When the variance of grid wire temperature T₄ is unchanged, it is 282.85 K, and the mean value is uniformly valued in the range of [1194.65, 1291.65]. A group of probability density curves of thermal strain ε are calculated, and the confidence interval corresponding to the curve is obtained with the mean value of T₄, as shown in Figure 18. The mean value of ε increases with the increase of the mean value of T₄, and the interval radius does not change with the change of the mean value. If the measurement accuracy of 3% is to be guaranteed, the mean value of T₄ should be in the range of [1235.15, 1254.15].

5. Conclusions

In this paper, the stochastic finite element method (SFEM), which combines the Monte Carlo method and the finite element method, is used to analyze the load transfer process of the high-temperature strain gauge through a MATLAB program. The calculation results are compared with the thermal–mechanical coupling model of ANSYS. Through these studies, some conclusions can be summarized as follows:

(1) The average temperature of the strain gauge obtained by ANSYS is 1258.44 K. The temperature at the grid wire calculated by MATLAB is 1245.2 K. The difference between the two is 1.34%. The thermal strain calculated by ANSYS at element 2 is 9141 με, which is 0.64% different from the equivalent thermal strain calculated by MATLAB at 9200 με. It is proven that the program is accurate and effective in calculating this complex structure.

(2) The primary sub-model method used in the calculation process can effectively reduce the number of model elements, reduce the requirement of computing resources, and obtain the exact solution of the thermal response of the grid wire.

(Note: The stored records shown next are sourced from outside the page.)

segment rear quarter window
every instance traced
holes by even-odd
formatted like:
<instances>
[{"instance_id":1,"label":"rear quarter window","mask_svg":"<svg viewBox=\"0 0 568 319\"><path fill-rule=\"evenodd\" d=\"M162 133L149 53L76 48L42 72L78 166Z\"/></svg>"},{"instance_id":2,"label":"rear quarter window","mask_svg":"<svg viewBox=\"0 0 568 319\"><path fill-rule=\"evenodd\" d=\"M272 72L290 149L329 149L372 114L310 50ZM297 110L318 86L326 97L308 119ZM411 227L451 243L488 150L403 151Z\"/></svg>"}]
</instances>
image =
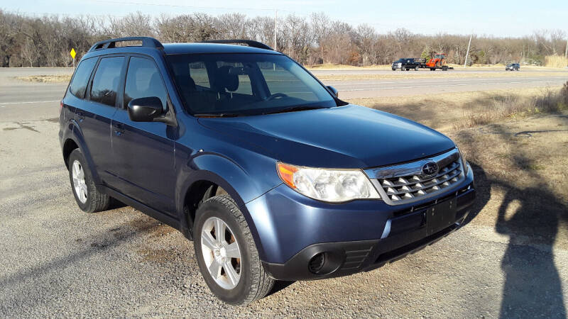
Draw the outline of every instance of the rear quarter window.
<instances>
[{"instance_id":1,"label":"rear quarter window","mask_svg":"<svg viewBox=\"0 0 568 319\"><path fill-rule=\"evenodd\" d=\"M69 85L69 91L72 94L80 99L84 98L84 92L87 91L87 85L89 83L89 78L93 72L93 67L97 63L97 57L91 57L81 61L77 67L73 79Z\"/></svg>"},{"instance_id":2,"label":"rear quarter window","mask_svg":"<svg viewBox=\"0 0 568 319\"><path fill-rule=\"evenodd\" d=\"M94 72L90 100L114 106L124 57L103 57Z\"/></svg>"}]
</instances>

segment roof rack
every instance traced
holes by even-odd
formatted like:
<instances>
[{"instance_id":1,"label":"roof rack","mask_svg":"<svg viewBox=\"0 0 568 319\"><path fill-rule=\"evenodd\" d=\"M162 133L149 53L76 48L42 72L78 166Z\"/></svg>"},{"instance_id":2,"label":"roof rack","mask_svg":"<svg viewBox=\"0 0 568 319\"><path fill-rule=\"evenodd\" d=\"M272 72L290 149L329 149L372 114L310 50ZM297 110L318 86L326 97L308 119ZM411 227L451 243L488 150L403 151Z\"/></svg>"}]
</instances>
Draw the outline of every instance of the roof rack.
<instances>
[{"instance_id":1,"label":"roof rack","mask_svg":"<svg viewBox=\"0 0 568 319\"><path fill-rule=\"evenodd\" d=\"M202 42L205 43L222 43L222 44L243 43L252 47L258 47L259 49L273 50L272 47L266 45L266 44L260 43L258 41L255 41L253 40L241 40L241 40L207 40Z\"/></svg>"},{"instance_id":2,"label":"roof rack","mask_svg":"<svg viewBox=\"0 0 568 319\"><path fill-rule=\"evenodd\" d=\"M126 37L126 38L119 38L116 39L109 39L109 40L104 40L102 41L99 41L97 43L94 44L90 49L89 49L89 52L101 49L111 49L113 47L116 47L117 42L124 42L124 41L141 41L143 47L155 47L156 49L164 48L163 45L162 45L162 43L153 38Z\"/></svg>"}]
</instances>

(3) The SFEM is used to analyze the influence of the uncertainty of 10 inputs (physical parameters, geometric parameters, and load) on the output, thermal stress, and thermal strain of the grid wire. When the coefficient of variation of each parameter is the same value 0.1, the thermal expansion coefficient of the grid wire α₄ and the thermal load T₄ have the most significant influence on the thermal response dispersion. When the α₄ follows the normal distribution (9.5 × 10⁻⁶, 0.95 × 10⁻⁶), the mean value of thermal stress σ_xx of the grid wire is -0.6394 Pa, and the variance is 0.06404 Pa. When the T₄ follows the normal distribution (1243.15, 370.15), the mean value of σ_xx is 0.6387 Pa and the variance is 0.06211 Pa.

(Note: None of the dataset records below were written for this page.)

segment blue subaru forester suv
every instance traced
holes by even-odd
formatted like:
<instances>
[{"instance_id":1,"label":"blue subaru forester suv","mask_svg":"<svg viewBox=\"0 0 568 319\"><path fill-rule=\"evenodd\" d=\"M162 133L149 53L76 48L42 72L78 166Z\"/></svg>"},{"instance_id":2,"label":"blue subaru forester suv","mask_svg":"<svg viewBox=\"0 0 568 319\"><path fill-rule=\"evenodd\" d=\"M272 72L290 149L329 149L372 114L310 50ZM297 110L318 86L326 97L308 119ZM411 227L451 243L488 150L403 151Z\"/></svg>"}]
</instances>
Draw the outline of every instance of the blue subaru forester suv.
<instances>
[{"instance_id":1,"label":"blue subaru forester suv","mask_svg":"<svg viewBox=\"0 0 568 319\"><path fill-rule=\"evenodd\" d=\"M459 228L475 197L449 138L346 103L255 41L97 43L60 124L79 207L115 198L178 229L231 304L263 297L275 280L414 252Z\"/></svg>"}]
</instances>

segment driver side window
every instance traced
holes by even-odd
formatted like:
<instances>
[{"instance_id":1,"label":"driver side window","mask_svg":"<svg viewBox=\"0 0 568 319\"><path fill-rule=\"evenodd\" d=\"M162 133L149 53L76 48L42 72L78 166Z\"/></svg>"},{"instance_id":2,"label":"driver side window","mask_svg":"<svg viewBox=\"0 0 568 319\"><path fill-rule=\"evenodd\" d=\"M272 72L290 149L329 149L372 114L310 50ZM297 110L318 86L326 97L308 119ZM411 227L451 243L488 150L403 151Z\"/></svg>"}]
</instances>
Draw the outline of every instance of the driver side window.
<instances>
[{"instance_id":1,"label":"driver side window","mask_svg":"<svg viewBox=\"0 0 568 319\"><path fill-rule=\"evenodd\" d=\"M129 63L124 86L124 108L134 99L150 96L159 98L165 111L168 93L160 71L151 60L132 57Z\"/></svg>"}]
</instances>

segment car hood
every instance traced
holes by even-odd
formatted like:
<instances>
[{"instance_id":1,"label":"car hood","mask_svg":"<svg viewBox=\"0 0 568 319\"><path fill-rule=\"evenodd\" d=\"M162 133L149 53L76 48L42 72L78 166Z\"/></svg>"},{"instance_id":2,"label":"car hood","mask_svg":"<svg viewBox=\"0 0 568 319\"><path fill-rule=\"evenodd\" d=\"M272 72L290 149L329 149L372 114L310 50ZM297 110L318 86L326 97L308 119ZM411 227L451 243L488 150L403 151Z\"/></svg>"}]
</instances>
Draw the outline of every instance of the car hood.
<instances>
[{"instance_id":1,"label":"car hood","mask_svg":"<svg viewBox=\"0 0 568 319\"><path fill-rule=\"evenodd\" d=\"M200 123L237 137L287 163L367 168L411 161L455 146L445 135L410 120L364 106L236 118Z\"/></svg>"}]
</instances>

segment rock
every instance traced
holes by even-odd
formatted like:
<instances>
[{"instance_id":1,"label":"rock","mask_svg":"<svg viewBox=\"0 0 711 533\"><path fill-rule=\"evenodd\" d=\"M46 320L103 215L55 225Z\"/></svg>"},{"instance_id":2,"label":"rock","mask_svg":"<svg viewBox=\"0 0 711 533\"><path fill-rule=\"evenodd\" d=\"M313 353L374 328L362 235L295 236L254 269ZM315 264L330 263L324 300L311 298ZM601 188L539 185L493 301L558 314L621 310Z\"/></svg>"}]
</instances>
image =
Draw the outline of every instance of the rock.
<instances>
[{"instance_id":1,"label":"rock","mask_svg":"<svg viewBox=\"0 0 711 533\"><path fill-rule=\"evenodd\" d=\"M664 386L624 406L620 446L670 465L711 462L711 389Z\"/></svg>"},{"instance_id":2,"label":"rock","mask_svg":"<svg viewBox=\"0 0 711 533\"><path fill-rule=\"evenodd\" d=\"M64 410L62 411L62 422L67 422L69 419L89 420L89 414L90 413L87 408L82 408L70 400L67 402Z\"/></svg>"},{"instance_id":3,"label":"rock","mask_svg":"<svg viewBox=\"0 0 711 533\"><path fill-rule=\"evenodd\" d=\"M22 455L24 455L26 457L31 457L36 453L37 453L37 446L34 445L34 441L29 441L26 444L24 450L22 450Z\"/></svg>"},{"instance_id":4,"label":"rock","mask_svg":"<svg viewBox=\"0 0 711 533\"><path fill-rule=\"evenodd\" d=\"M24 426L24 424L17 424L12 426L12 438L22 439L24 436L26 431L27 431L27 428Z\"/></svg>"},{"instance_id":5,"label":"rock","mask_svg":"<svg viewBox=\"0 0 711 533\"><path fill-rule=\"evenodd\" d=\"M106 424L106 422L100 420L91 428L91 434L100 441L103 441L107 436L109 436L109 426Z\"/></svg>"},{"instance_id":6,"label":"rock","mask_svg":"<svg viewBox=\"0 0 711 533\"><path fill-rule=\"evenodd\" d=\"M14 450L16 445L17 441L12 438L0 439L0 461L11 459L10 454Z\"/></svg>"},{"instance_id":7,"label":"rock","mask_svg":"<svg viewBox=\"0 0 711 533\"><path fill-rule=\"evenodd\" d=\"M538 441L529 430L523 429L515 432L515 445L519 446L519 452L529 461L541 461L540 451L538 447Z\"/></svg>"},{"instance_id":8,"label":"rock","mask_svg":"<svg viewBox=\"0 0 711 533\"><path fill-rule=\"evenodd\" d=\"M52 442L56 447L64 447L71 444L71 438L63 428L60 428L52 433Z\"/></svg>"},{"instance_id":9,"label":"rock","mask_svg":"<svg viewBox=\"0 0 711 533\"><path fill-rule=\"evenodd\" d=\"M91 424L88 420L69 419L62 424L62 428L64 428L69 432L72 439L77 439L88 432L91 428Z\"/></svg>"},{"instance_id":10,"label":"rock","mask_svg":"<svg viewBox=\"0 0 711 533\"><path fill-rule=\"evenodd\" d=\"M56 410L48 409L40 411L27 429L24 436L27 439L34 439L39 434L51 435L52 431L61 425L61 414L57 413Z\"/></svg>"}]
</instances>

(4) The influence of the digital characteristics of α₄ and T₄ on the 95% confidence interval of thermal strain ε is analyzed. In order to ensure the measurement accuracy of 3%, the mean value of α₄ should be in the range of [9.41 × 10⁻⁶, 9.61 × 10⁻⁶], and the variance of α₄ should be less than 0.143 × 10⁻⁶/K. The mean value of T₄ should be in the range [1235.15, 1254.15], and the variance of T₄ should be less than 288.15 K.

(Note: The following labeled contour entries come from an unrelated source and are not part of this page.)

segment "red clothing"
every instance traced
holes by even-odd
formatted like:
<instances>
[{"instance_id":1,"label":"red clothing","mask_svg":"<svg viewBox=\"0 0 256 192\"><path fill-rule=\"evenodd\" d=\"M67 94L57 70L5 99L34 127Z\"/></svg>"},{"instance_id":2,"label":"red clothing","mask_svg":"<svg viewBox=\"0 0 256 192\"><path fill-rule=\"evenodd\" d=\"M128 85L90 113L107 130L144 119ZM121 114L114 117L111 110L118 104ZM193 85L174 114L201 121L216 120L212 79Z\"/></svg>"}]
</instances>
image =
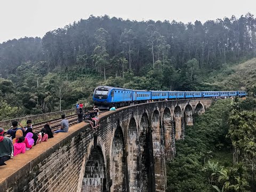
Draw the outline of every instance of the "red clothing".
<instances>
[{"instance_id":1,"label":"red clothing","mask_svg":"<svg viewBox=\"0 0 256 192\"><path fill-rule=\"evenodd\" d=\"M15 142L18 143L18 139L16 139L15 140ZM24 140L24 143L25 143L26 147L27 147L28 148L29 148L29 149L31 149L32 148L32 146L28 143L28 139L27 139L26 138L25 138L25 140ZM14 143L14 145L15 145L15 143Z\"/></svg>"},{"instance_id":2,"label":"red clothing","mask_svg":"<svg viewBox=\"0 0 256 192\"><path fill-rule=\"evenodd\" d=\"M15 156L20 153L25 153L26 151L26 144L22 143L15 143L13 145L14 152L13 156Z\"/></svg>"}]
</instances>

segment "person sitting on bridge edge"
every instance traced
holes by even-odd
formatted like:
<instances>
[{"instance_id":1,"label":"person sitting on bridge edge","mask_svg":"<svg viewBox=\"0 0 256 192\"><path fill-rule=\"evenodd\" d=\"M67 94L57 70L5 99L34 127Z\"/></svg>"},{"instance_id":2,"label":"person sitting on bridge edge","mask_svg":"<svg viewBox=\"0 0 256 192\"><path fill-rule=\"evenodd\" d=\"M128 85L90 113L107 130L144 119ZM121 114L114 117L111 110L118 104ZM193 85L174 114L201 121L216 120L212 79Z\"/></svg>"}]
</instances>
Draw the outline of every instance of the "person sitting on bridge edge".
<instances>
[{"instance_id":1,"label":"person sitting on bridge edge","mask_svg":"<svg viewBox=\"0 0 256 192\"><path fill-rule=\"evenodd\" d=\"M7 134L11 135L12 139L15 138L15 135L17 130L20 130L22 131L23 134L25 132L25 129L23 127L20 123L18 123L17 121L14 121L12 122L12 127L7 131ZM18 128L18 125L19 125L22 128Z\"/></svg>"},{"instance_id":2,"label":"person sitting on bridge edge","mask_svg":"<svg viewBox=\"0 0 256 192\"><path fill-rule=\"evenodd\" d=\"M4 137L4 130L0 127L0 166L6 165L4 162L11 158L13 149L12 141Z\"/></svg>"},{"instance_id":3,"label":"person sitting on bridge edge","mask_svg":"<svg viewBox=\"0 0 256 192\"><path fill-rule=\"evenodd\" d=\"M116 110L116 107L115 106L112 107L109 109L109 110Z\"/></svg>"},{"instance_id":4,"label":"person sitting on bridge edge","mask_svg":"<svg viewBox=\"0 0 256 192\"><path fill-rule=\"evenodd\" d=\"M65 115L61 115L61 118L62 120L60 122L61 128L60 130L55 131L54 133L59 132L67 132L68 131L68 121L65 119Z\"/></svg>"},{"instance_id":5,"label":"person sitting on bridge edge","mask_svg":"<svg viewBox=\"0 0 256 192\"><path fill-rule=\"evenodd\" d=\"M33 134L33 136L32 137L32 139L34 140L34 145L36 145L36 141L37 141L37 139L38 139L38 137L37 135L33 132L33 131L32 131L32 128L30 127L28 127L27 129L27 130L25 131L25 133L24 133L23 135L26 137L27 136L27 134L28 133L31 133Z\"/></svg>"},{"instance_id":6,"label":"person sitting on bridge edge","mask_svg":"<svg viewBox=\"0 0 256 192\"><path fill-rule=\"evenodd\" d=\"M78 112L78 108L79 108L79 103L76 103L76 113Z\"/></svg>"},{"instance_id":7,"label":"person sitting on bridge edge","mask_svg":"<svg viewBox=\"0 0 256 192\"><path fill-rule=\"evenodd\" d=\"M24 143L25 139L23 137L20 137L17 142L13 145L13 156L15 156L20 153L25 153L26 144Z\"/></svg>"},{"instance_id":8,"label":"person sitting on bridge edge","mask_svg":"<svg viewBox=\"0 0 256 192\"><path fill-rule=\"evenodd\" d=\"M52 138L53 137L53 134L52 134L52 129L50 126L50 122L47 122L47 124L44 125L44 129L46 131L46 133L48 135L48 139Z\"/></svg>"},{"instance_id":9,"label":"person sitting on bridge edge","mask_svg":"<svg viewBox=\"0 0 256 192\"><path fill-rule=\"evenodd\" d=\"M97 106L94 106L93 107L93 108L92 109L93 110L96 110L97 111L97 115L99 115L100 114L100 109L99 109L99 108Z\"/></svg>"},{"instance_id":10,"label":"person sitting on bridge edge","mask_svg":"<svg viewBox=\"0 0 256 192\"><path fill-rule=\"evenodd\" d=\"M85 122L89 123L93 129L96 129L96 127L93 126L93 120L91 118L88 111L85 111L83 117Z\"/></svg>"},{"instance_id":11,"label":"person sitting on bridge edge","mask_svg":"<svg viewBox=\"0 0 256 192\"><path fill-rule=\"evenodd\" d=\"M46 133L46 130L44 128L41 129L41 131L38 134L38 139L36 142L39 143L41 142L47 141L48 140L48 134Z\"/></svg>"},{"instance_id":12,"label":"person sitting on bridge edge","mask_svg":"<svg viewBox=\"0 0 256 192\"><path fill-rule=\"evenodd\" d=\"M78 111L77 112L78 116L78 121L77 123L81 123L83 122L83 116L84 116L84 113L83 112L83 109L79 108Z\"/></svg>"},{"instance_id":13,"label":"person sitting on bridge edge","mask_svg":"<svg viewBox=\"0 0 256 192\"><path fill-rule=\"evenodd\" d=\"M25 128L25 131L27 131L28 127L32 129L32 121L29 119L27 121L27 126L24 127Z\"/></svg>"},{"instance_id":14,"label":"person sitting on bridge edge","mask_svg":"<svg viewBox=\"0 0 256 192\"><path fill-rule=\"evenodd\" d=\"M21 130L17 130L17 131L16 131L15 138L13 139L13 140L12 141L13 146L15 143L18 142L18 141L19 140L19 138L21 137L23 137L22 132L21 131ZM23 141L24 143L25 143L26 150L29 150L32 148L32 146L34 145L34 143L33 142L31 142L30 143L32 143L32 145L30 145L27 138L24 138Z\"/></svg>"},{"instance_id":15,"label":"person sitting on bridge edge","mask_svg":"<svg viewBox=\"0 0 256 192\"><path fill-rule=\"evenodd\" d=\"M80 104L79 105L79 107L81 107L83 109L83 107L84 107L84 104L83 104L82 103L80 103Z\"/></svg>"}]
</instances>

It can be concluded from the above analysis that the MATLAB program can realize the analysis of the load transfer process of high-temperature strain gauges. The method of layered modeling is also applicable to the analysis of the mechanical characteristics of other laminated structures. The primary sub-model can obtain local fine results, and it is also applicable to other situations where the local performance is concerned, such as the situation of a high local stress concentration caused by small holes and grooves. The SFEM combining the MCM and the FFEM is an effective method to analyze stochastic problems. In the future, an uncertainty analysis of the fatigue life of strain gauges will be performed.